Great article and great idea, I completely agree with you.
I’ve watched a lot of your Lynda.com courses, they were all awesome. Thank you for that!
I wanted to watch “WordPress: Building themes from scratch using Underscores” next. But, will that course be “outdated” when Gutenberg is available?
I really like Web development, but don’t you think that it is difficult to be always “on date”?
What will your next Lynda.com course be about? I’m looking forward to it!
Thank you for everything!!

Lucas

Hi Morten,
Very good post! I’m a big fan of the ClassicPress fork. I fully intend to support and use it, even to the extent of migrating our own in-house sites over. I’m actually excited about it. I feel it brings back the wordpress.org community, a community that was forgotten and railroaded with the introduction of Gutenberg.
While having Automattic fork WordPress would have been ideal initially, I don’t think it is anymore. The response from moderators to the Gutenberg one-star reviews clearly showed they don’t respect or perhaps even understand why people would not want Gutenberg. I would be nervous about Automattic forking WordPress after all of this – I simply have lost my trust and confidence they have the interest of regular WordPress users at heart. They didn’t listen to us originally, why would they now?

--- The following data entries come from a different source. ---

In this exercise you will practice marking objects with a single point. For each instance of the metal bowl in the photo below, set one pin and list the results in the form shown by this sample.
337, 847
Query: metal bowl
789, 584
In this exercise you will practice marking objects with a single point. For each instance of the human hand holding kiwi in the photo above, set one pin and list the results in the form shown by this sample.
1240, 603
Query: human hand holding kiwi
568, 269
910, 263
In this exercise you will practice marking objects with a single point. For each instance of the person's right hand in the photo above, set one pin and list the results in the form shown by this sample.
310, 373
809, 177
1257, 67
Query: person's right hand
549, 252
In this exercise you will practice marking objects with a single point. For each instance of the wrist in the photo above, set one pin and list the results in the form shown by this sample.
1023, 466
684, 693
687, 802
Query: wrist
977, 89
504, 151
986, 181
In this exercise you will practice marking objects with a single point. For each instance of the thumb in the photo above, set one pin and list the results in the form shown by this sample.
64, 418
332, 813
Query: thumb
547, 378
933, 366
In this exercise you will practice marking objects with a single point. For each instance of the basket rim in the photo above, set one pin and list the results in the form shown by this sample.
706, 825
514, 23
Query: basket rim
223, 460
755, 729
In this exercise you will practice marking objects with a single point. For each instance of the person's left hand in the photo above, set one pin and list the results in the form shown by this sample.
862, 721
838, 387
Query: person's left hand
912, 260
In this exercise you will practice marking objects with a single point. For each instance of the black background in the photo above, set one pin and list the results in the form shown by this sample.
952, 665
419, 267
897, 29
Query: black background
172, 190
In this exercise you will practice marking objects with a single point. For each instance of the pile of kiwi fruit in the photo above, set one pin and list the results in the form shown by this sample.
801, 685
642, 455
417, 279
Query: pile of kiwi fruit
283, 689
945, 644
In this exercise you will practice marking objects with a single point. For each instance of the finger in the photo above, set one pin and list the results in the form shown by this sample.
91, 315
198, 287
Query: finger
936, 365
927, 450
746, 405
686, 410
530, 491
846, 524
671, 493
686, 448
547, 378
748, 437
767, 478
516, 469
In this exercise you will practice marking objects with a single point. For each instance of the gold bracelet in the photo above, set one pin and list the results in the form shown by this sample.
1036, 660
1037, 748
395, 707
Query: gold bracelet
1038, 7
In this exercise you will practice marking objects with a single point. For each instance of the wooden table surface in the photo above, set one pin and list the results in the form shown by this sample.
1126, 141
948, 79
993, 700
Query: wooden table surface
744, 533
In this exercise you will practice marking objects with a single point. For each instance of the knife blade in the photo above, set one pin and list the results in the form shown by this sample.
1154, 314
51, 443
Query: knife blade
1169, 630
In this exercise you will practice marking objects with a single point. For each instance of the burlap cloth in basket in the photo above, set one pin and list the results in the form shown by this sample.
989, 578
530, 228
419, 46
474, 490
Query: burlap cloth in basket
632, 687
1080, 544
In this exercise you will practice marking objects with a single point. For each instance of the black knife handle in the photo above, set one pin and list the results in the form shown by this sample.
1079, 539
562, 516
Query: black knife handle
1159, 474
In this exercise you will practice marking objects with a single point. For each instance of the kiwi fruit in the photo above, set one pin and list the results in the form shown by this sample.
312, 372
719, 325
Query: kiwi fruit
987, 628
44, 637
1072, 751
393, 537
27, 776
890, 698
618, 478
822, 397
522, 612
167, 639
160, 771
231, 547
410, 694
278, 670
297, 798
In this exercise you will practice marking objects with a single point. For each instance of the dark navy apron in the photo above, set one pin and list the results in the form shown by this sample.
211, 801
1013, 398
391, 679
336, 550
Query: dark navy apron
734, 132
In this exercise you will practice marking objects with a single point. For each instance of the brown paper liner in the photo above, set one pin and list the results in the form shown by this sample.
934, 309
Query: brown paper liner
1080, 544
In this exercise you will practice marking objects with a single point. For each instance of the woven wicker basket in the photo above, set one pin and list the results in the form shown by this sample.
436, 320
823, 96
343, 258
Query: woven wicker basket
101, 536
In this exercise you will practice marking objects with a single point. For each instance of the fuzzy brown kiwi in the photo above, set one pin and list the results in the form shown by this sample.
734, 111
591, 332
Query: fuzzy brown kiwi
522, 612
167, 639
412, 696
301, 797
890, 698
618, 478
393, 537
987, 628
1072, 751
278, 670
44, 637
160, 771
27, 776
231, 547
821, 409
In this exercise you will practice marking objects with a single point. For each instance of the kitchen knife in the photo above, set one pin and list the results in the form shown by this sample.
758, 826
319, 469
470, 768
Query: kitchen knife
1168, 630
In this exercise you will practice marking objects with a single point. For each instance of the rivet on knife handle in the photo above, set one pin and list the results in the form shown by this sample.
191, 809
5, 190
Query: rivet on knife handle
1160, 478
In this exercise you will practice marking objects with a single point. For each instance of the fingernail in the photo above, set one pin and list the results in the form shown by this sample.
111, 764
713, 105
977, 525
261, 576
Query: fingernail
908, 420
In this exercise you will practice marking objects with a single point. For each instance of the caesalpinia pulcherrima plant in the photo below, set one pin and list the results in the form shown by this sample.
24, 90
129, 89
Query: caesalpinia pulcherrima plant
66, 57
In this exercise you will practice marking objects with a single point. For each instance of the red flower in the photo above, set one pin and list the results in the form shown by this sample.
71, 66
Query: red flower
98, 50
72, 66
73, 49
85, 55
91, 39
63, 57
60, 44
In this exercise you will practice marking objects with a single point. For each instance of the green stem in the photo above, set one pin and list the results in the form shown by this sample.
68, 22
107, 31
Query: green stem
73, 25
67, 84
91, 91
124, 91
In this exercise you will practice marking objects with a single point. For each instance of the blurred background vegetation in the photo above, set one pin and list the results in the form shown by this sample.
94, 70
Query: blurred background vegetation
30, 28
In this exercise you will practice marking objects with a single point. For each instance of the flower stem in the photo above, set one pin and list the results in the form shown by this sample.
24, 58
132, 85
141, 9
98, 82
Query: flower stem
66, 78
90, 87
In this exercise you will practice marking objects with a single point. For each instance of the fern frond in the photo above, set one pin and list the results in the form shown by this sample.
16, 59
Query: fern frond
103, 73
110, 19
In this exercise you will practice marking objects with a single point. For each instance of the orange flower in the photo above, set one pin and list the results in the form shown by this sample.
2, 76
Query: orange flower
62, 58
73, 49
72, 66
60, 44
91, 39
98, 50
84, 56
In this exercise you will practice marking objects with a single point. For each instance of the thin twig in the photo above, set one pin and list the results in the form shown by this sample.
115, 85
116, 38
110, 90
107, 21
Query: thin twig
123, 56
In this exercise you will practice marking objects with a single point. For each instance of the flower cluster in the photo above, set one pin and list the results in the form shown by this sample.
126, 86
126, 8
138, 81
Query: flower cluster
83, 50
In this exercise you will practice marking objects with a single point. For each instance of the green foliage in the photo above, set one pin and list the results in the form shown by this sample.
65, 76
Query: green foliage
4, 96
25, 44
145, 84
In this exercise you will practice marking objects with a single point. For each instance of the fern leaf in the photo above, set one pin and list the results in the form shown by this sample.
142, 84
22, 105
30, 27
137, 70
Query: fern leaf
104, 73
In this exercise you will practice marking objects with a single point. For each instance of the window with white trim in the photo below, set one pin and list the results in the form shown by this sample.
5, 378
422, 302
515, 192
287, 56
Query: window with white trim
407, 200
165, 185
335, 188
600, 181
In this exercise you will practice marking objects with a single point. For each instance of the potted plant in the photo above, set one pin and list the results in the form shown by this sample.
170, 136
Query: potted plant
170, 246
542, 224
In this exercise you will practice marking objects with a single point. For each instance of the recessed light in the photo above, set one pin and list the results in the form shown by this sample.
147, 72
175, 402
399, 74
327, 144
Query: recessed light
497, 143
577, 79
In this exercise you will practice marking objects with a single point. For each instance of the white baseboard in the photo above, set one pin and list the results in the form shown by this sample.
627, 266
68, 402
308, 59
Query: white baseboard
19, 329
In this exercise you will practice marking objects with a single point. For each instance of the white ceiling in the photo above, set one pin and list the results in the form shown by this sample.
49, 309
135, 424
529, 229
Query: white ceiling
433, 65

I understand why people do like Gutenberg and the new editor concept, I think its a good idea in its own right, and I wish the developers well with it. But its hardly even Beta at this point, and not for everyone. And the Classic Editor plugin will never be a long term solution, it simply can’t be as you have also discussed.
ClassicPress has that community feeling back, that we lost with the introduction of Gutenberg. That’s why I like it, and I like the idea of a WordPress without Gutenberg.
The big Pandora’s box will be regular WordPress users – that will be the deciding factor if Gutenberg succeeds or not. As you have already mentioned, its not us in the vocal minority, its those people – the end users.